The human mind is a great and complex thing, and I think we need to exercise humility in admitting that we DON'T know everything about it. Many problems humans have, or perhaps most, are due to their sin. We need to face that head on. But we also should also leave some room and perhaps acknowledge some of the good things that modern psychology has taught. The mind is a complicated thing. I don't fully understand how the biological aspects of the mind affect how it operates. I'm suspicious of anyone who tries to broadly paint everything in relation to mental illnesses and other matters with one stroke, whether they are an unbelieving psychologist or a Christian theologian.


----------



## Puddleglum (Aug 24, 2007)

Fingolfin said:


> Puddleglum said:
> 
> 
> > I think that mental illness is real - and that is it caused by sin (and how much is in a general, we live in a fallen world type of sin, and how much is sin that has been done to that person and how much is the result of sin that a particular person has committed varies from person to person).
> ...



Sorry - no, that's not what I'm trying to say. 

To try to put it another way . . . I think that mental illness is partly due to the effects of the Fall (our bodies aren't what they were originally made to be), partly due to the effects of being sinned against (e.g. a person is raped and as a result has PTSD), and partly due to the effects of one's own sin (e.g. not fighting sinful thought patterns). I think that the balance between these - how much one is a contributing factor versus another - will vary from one individual to another. 

Does that make more sense?


----------



## Theoretical (Aug 25, 2007)

Puddleglum said:


> Fingolfin said:
> 
> 
> > Puddleglum said:
> ...


 

Very well said, Jessica.


----------



## Contra_Mundum (Aug 25, 2007)

Actually, a fairly straightforward "nouthetic" response (today, anyway) would be: organically caused problems, problems with a physical element should be treated organically/physically.

Spiritual problems are issues for the Christian ministry and counselors (and all Christians are "competent to counsel," some better than or more gifted or trained than others).
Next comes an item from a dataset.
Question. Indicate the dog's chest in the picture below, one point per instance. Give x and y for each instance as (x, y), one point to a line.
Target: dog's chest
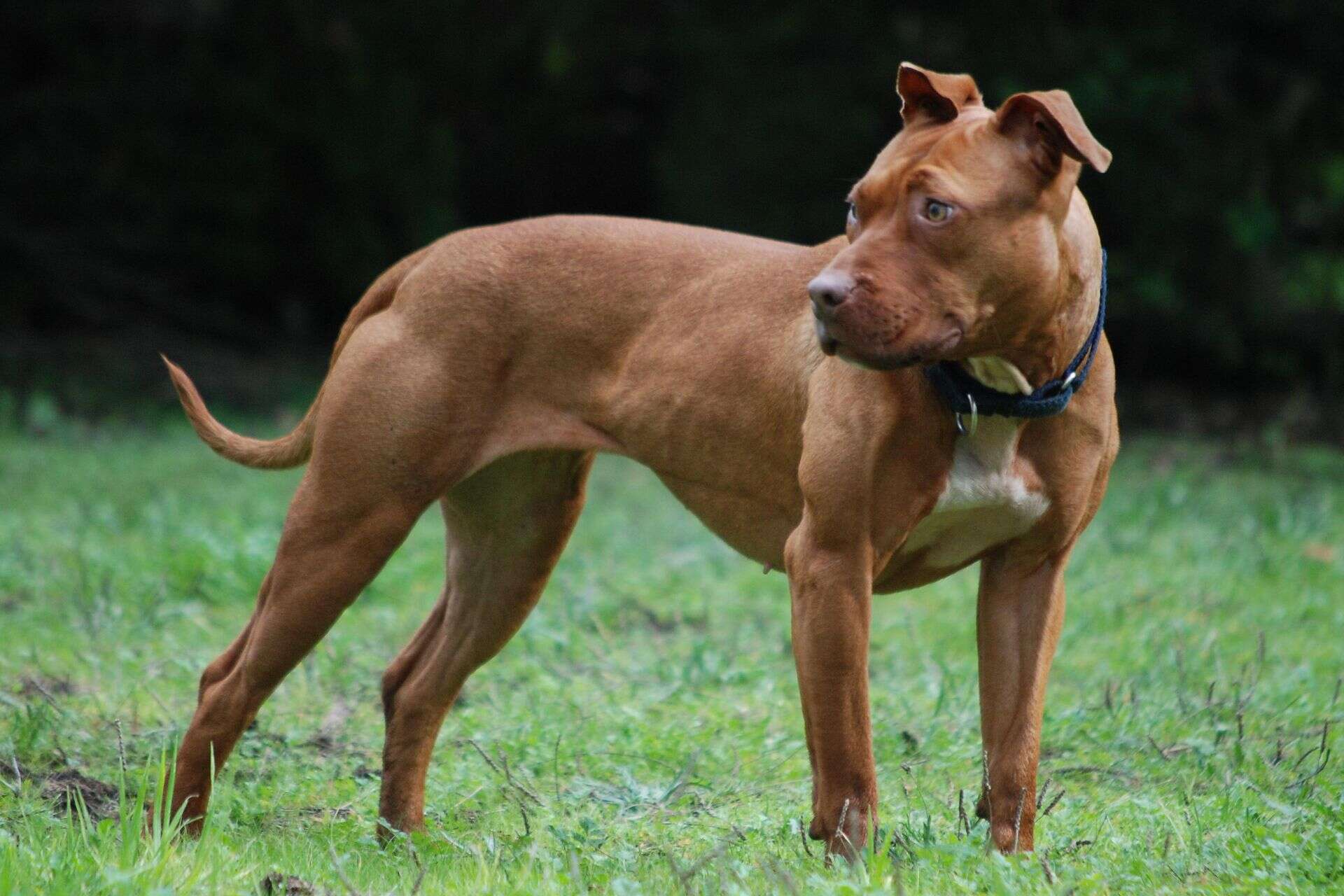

And there are a lot of (mainly) spiritual problems that are treated by unbelieving world as mere "mental" issues. And what many biblical counselors warn against are "solutions" that may not address the true core issues at all, and only treat the symptoms, mainly the ones that affect the physical body (we are, after all, body-souls, with sympathetic connections between those two components--something materialist secularists reject from a world-view standpoint).
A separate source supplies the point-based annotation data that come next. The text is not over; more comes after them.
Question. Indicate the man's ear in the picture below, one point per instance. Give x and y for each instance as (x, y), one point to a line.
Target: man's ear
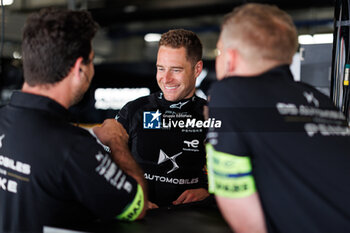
(232, 60)
(198, 68)
(77, 68)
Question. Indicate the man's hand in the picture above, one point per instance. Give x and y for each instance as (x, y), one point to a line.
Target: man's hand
(151, 205)
(191, 195)
(111, 133)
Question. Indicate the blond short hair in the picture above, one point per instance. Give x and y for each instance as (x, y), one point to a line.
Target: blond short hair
(260, 31)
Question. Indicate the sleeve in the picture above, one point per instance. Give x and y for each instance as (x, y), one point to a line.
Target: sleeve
(100, 185)
(123, 117)
(228, 162)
And there are ample testimonials of people who's mental and even physical "issues" went away after repentance and faith. For some people, since that isn't a "scientific" response, its no better than "alternative medicine" success stories. But that's not a fair comparison (no matter if the AM stories are real). Because our labors in the spiritual realm are not to be based upon a % of success stories, out of all the people we've counseled.


Bottom line view:
1) a nouthetic counselor would rather be working with someone, than that the counselee was not there;
2) it may be preferable to have a person in his right mind, and coherent to talk with him, and meds can be plus or minus respecting a person's mental state;
3) if a counselor does not want risk a lawsuit, he/she isn't going to tell a person: "you need out of that substance-dependency you are on, even if it's prescription," even if he/she thinks that--better to ask the Lord to help that person get out of it (if God knows the counselee would do better without it)
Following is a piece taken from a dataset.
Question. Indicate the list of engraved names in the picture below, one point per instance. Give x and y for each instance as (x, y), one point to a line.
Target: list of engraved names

Here are a couple of anecdotes:
1)the man left his Christian wife, he went to counseling, he was under conviction, he went into clinical depression, his psychologist got him on meds, he quit counseling, he got him a new woman; when the pastor saw him again and asked how he was dealing with his sin and guilt, the man replied, "The meds work fine--I don't feel bad about that any more."
2) lithium seems to help the lady, she's functional, not given to the horrible mood swings, etc., lithium has no known organic benefit to the body, it isn't part of our human constitution, but putting it in the body (it is a known toxin) offers some relief, by doing what exactly...? not sure what the difference between this and a witch-doctor's potion. 

But the lady is helped into a frame where it is easier to glorify God. We do similar things with physical pain... is it wise to do it also with the mind? I don't know the answer. Would William Cowper been helped if he'd had lithium? Would he have written any of his hymns if he had been? *No one knows.* And so we go on. I think drugs for a schizophrenic are probably preferable to him hurting himself or others, as well as preferable to alternatives like electro-shock treatment (which appears to be viewed by the mainstream today as pretty barbaric and inhumane).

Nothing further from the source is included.